However, this obsession with concepts such as general artificial intelligence raises critical concerns. As noted by Bender and Hanna, the pursuit of "identifying general intelligence is inherently racist and ableist to its core." Beyond these immediate concerns about intelligence measurement, the obsession with algorithmic systems of optimization and control has deeper historical roots in colonial practices. Scholar Nelly Y. Pinkrah's analysis reveals that contemporary mechanic language systems (MLS), operate through what she terms "structures of optimization" that collapse "ambiguity into predictability" and "opacity into legibility." This computational logic, she argues, represents not a break from colonial history but rather "a recursion, a refinement of its logics into digital infrastructures." ^[19]

When the Hutter Prize frames compression as a marker of intelligence, it reveals a fundamental misunderstanding of what intelligence actually entails. True intelligence might lie in the opposite direction: the ability to generate new possibilities, embrace ambiguity, and create meaning in contexts that resist reduction. When LLMs compress 60 TB of human expression into 32 GB, they don't just lose "redundant" information, they systematically eliminate cultural forms of knowledge that exist outside statistical norms.

This compression process doesn't just lose random information, it systematically eliminates anything that doesn't serve the optimization function. Information that doesn't help with next-token prediction gets deprioritized, creating a system of governance that puts statistical frequency equal importance or value.

Complex human ambivalence gets compressed into clear preferences. Genuine disagreement gets compressed into polite engagement. What emerges are essentially conversational templates: predictable patterns of interaction that feel natural but actually constrain expression within statistically optimized boundaries.

Engagement Aesthetics

Building on this understanding of compression as behavioral optimization, we propose that in contemporary conversational large language applications, this lossy but 'good enough' statistical predictability is further enhanced by two factors: first, the chat-based interface itself, and second, linguistic tricks of continuation and aesthetics of engagement, which are already encoded into the optimization of prediction through human feedback processes. This combination of factors also exerts a dual influence. First, they create the illusion of genuine conversation; second, they keep users engaged with the platform. The manifestation and effect of this condition will be further elaborated in the following paragraphs.

ChatGPT can be considered the fastest-growing platform in the history of the internet. In the first two months after its release in 2022, it attracted around 100 million users. ^[20]

According to the MIT Technology Review, developers involved in the creation of ChatGPT revealed that this success was largely based on improved dialogue capabilities paired with a chat interface that made the interaction far more accessible. As they stated, the same model, GPT-3.5, which underlies ChatGPT, had been available for almost a year as an API but didn't gain popularity until it was wrapped in an interface that was "more aligned with what humans want to do with it." ^[21]
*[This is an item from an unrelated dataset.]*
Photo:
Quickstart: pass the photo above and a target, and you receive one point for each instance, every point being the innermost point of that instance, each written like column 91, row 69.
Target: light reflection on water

In 2023, researcher Matúš Pikuliak from the Kempelen Institute of Intelligent Technologies conducted a comprehensive survey of ChatGPT's performance compared to existing AI models. His analysis of 141 research articles found that ChatGPT only outperformed known models in 22.5 percent of comparisons, indicating that GPT-3 and even older NLP models often demonstrated comparable capabilities. Pikuliak's findings also revealed that ChatGPT's performance was even frequently surpassed by significantly smaller, specialized models, and in some cases, it failed to exceed even simple bag-of-words approaches. ^[22] He attributed ChatGPT's widespread recognition not to superior performance, but to its user interface, noting that "GPT-3 or even the older NLP models often have comparable capabilities, but ChatGPT got all the media attention". ^[23]

Matúš Pikuliak: Performance comparison of ChatGPT, GPT-3.5, and fine-tuned models across 20 reasoning and NLP tasks↪

Did OpenAI pull off a clever use of an advanced, carefully designed version of the ELIZA effect? The ELIZA effect is widely known as the tendency to project human-like intelligence onto computer programs that have a textual interface. Since the definition of "having a textual interface" is imprecise, we specify that this interface must possess a conversational affordance. It was the illusion of conversation that caused ELIZA to be perceived as intelligent, whereas no one would be deceived by intelligence in the text-based interface of T9's next character prediction or spelling suggestions. The deception may be more related to the conversational nature of a system than its ability to accurately predict the next word.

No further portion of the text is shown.